Public Health Rep. 2019 Nov/Dec;134(6):685-694. doi: 10.1177/0033354919878437. Epub 2019 Oct 2.
Emergency departments (EDs) are critical settings for hepatitis C care in the United States. We assessed trends and characteristics of hepatitis C-associated ED visits during 2006-2014.

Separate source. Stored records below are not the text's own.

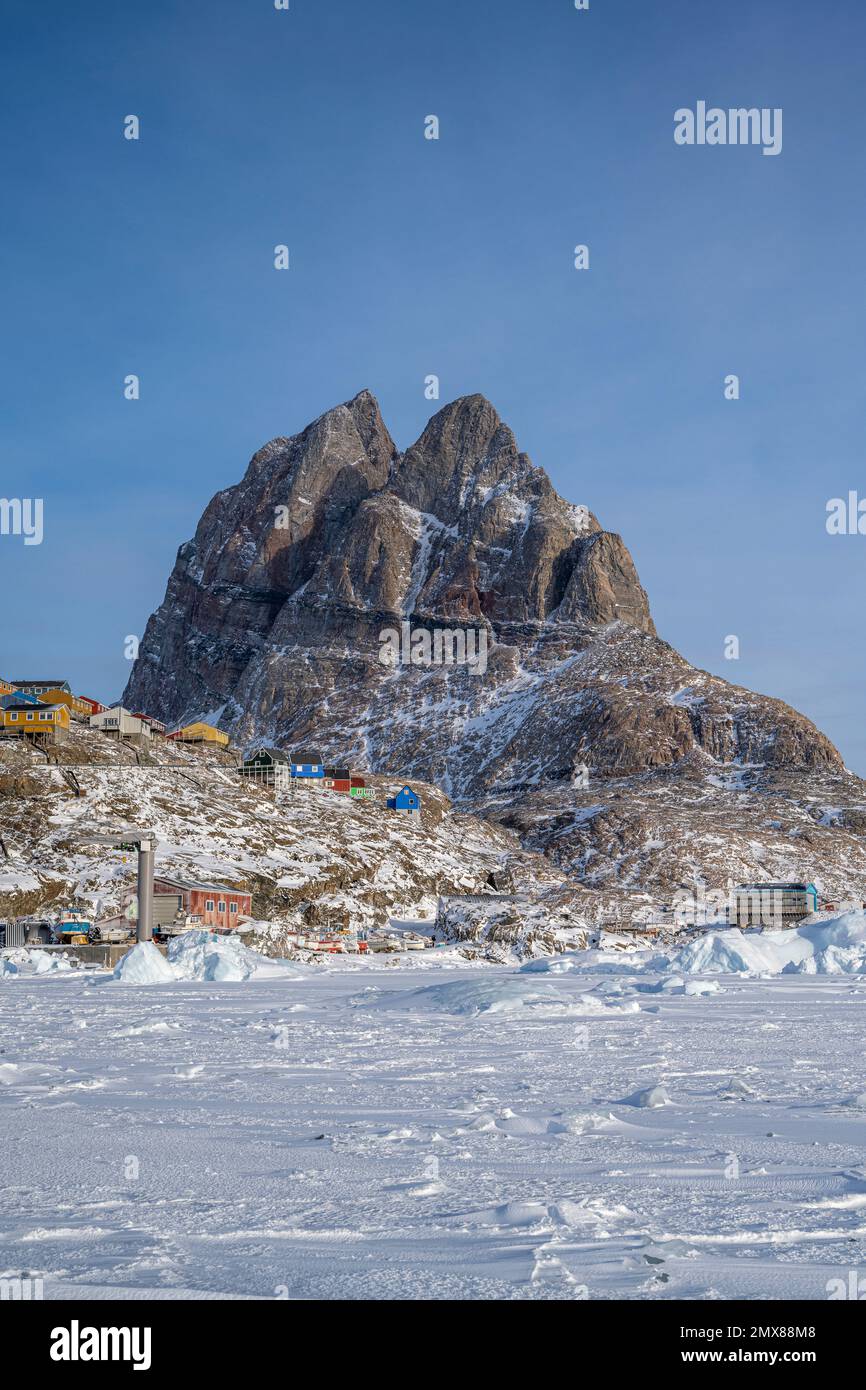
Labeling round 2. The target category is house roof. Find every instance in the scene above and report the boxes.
[4,699,67,714]
[156,874,250,898]
[735,883,817,892]
[11,680,70,691]
[243,746,291,767]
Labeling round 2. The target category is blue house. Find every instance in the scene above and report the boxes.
[289,748,325,777]
[385,787,421,816]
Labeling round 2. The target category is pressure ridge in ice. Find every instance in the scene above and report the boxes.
[664,912,866,974]
[114,931,297,984]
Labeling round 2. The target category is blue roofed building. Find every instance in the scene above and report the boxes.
[385,787,421,816]
[291,748,325,780]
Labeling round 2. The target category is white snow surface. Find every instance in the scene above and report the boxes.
[114,930,300,984]
[0,934,866,1301]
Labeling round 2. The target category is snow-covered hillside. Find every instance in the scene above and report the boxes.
[0,727,563,951]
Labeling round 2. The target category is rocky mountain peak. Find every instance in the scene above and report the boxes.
[124,391,847,911]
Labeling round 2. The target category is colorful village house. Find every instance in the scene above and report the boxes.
[13,681,72,695]
[239,748,289,787]
[291,748,325,781]
[89,705,150,739]
[167,719,228,748]
[39,689,93,719]
[153,878,253,931]
[385,787,421,816]
[3,701,70,744]
[78,695,108,714]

We used data from the 2006-2014 Nationwide Emergency Department Sample to estimate numbers, rates, and costs of hepatitis C-associated ED visits, defined by either first-listed diagnosis of hepatitis C or all-listed diagnosis of hepatitis C. We assessed trends by demographic characteristics, liver disease severity, and patients' disposition by using joinpoint analysis, and we calculated the average annual percentage change (AAPC) from 2006 to 2014.

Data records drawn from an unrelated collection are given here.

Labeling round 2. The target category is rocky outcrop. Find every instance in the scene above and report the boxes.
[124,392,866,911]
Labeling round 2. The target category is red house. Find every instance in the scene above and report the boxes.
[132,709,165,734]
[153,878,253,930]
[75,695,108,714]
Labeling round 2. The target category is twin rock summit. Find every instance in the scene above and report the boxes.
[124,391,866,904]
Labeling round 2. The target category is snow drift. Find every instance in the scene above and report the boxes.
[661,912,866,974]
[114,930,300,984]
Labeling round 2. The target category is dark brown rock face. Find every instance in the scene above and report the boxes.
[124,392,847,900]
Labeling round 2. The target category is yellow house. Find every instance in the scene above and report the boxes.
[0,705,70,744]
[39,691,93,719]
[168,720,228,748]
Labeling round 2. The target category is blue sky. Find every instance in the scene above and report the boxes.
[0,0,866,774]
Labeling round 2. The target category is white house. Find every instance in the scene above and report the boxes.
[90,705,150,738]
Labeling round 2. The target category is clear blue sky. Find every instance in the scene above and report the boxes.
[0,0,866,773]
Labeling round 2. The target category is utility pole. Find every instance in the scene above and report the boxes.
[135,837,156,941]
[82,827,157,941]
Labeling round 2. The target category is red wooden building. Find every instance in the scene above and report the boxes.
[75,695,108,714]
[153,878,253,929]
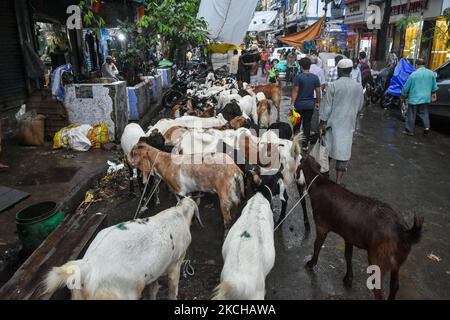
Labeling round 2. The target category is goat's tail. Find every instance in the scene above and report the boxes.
[42,260,82,295]
[211,281,240,300]
[233,173,245,204]
[291,131,305,158]
[407,215,424,244]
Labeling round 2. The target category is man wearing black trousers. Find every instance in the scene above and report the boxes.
[291,58,321,151]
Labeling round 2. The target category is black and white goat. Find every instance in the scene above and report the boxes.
[213,172,287,300]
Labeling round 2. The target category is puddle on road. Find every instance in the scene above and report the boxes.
[17,167,80,186]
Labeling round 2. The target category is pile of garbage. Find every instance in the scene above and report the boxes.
[53,123,108,151]
[78,158,130,213]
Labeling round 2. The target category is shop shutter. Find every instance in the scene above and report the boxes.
[0,0,26,113]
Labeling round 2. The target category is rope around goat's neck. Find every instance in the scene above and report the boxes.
[133,151,161,219]
[273,173,320,232]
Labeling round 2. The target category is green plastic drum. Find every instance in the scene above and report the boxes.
[16,201,64,253]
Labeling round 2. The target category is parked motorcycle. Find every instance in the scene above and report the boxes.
[162,70,192,108]
[380,59,415,120]
[368,65,395,104]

During 2006-2014, the rate per 100 000 visits of first-listed and all-listed hepatitis C-associated ED visits increased significantly from 10.1 to 25.4 (AAPC = 13.0%; < .001) and from 484.4 to 631.6 (AAPC = 3.4%; < .001), respectively. Approximately 70% of these visits were made by persons born during 1945-1965 (baby boomers); 30% of visits were made by Medicare beneficiaries and 40% by Medicaid beneficiaries. Significant rate increases were among visits by baby boomers (first-listed: AAPC = 13.8%; all-listed: AAPC = 2.6%), persons born after 1965 (first-listed: AAPC = 14.3%; all-listed: AAPC = 9.2%), Medicare beneficiaries (first-listed: AAPC = 18.0%; all-listed: AAPC = 3.9%), and persons hospitalized after ED visits (first-listed: AAPC = 20.0%; all-listed: AAPC = 2.3%; all < .001). Increasing proportions of compensated cirrhosis were among visits by baby boomers (first-listed: AAPC = 11.5%; all-listed: AAPC = 6.3%). Annual hepatitis C-associated total ED costs increased by 400.0% (first-listed) and 192.0% (all-listed) during 2006-2014.
Public health efforts are needed to address the growing burden of hepatitis C care in the ED.
急诊部(ED)是美国丙型肝炎护理的重要场所。我们评估了 2006-2014 年期间丙型肝炎相关 ED 就诊的趋势和特征。
我们使用了 2006-2014 年全国急诊部样本的数据,以估计丙型肝炎相关 ED 就诊的数量、比率和费用,这些就诊通过首次列出的丙型肝炎诊断或所有列出的丙型肝炎诊断来定义。我们通过联合点分析评估了人口统计学特征、肝病严重程度和患者处置情况的趋势,并计算了 2006 年至 2014 年的平均年百分比变化(AAPC)。
2006-2014 年期间,首次列出和所有列出的丙型肝炎相关 ED 就诊率每 100000 次就诊分别从 10.1 增加到 25.4(AAPC=13.0%;<.001)和从 484.4 增加到 631.6(AAPC=3.4%;<.001)。这些就诊中有约 70%是由 1945-1965 年出生的人(婴儿潮一代)进行的;30%的就诊是由医疗保险受益人进行的,40%是由医疗补助受益人进行的。在婴儿潮一代(首次列出:AAPC=13.8%;所有列出:AAPC=2.6%)、1965 年后出生的人(首次列出:AAPC=14.3%;所有列出:AAPC=9.2%)、医疗保险受益人(首次列出:AAPC=18.0%;所有列出:AAPC=3.9%)和 ED 就诊后住院的人(首次列出:AAPC=20.0%;所有列出:AAPC=2.3%;所有<0.001)中,就诊率显著增加。在婴儿潮一代中,代偿性肝硬化的比例也在增加(首次列出:AAPC=11.5%;所有列出:AAPC=6.3%)。2006-2014 年期间,丙型肝炎相关 ED 总费用每年增加 400.0%(首次列出)和 192.0%(所有列出)。
需要采取公共卫生措施来应对 ED 中丙型肝炎护理负担的不断增加。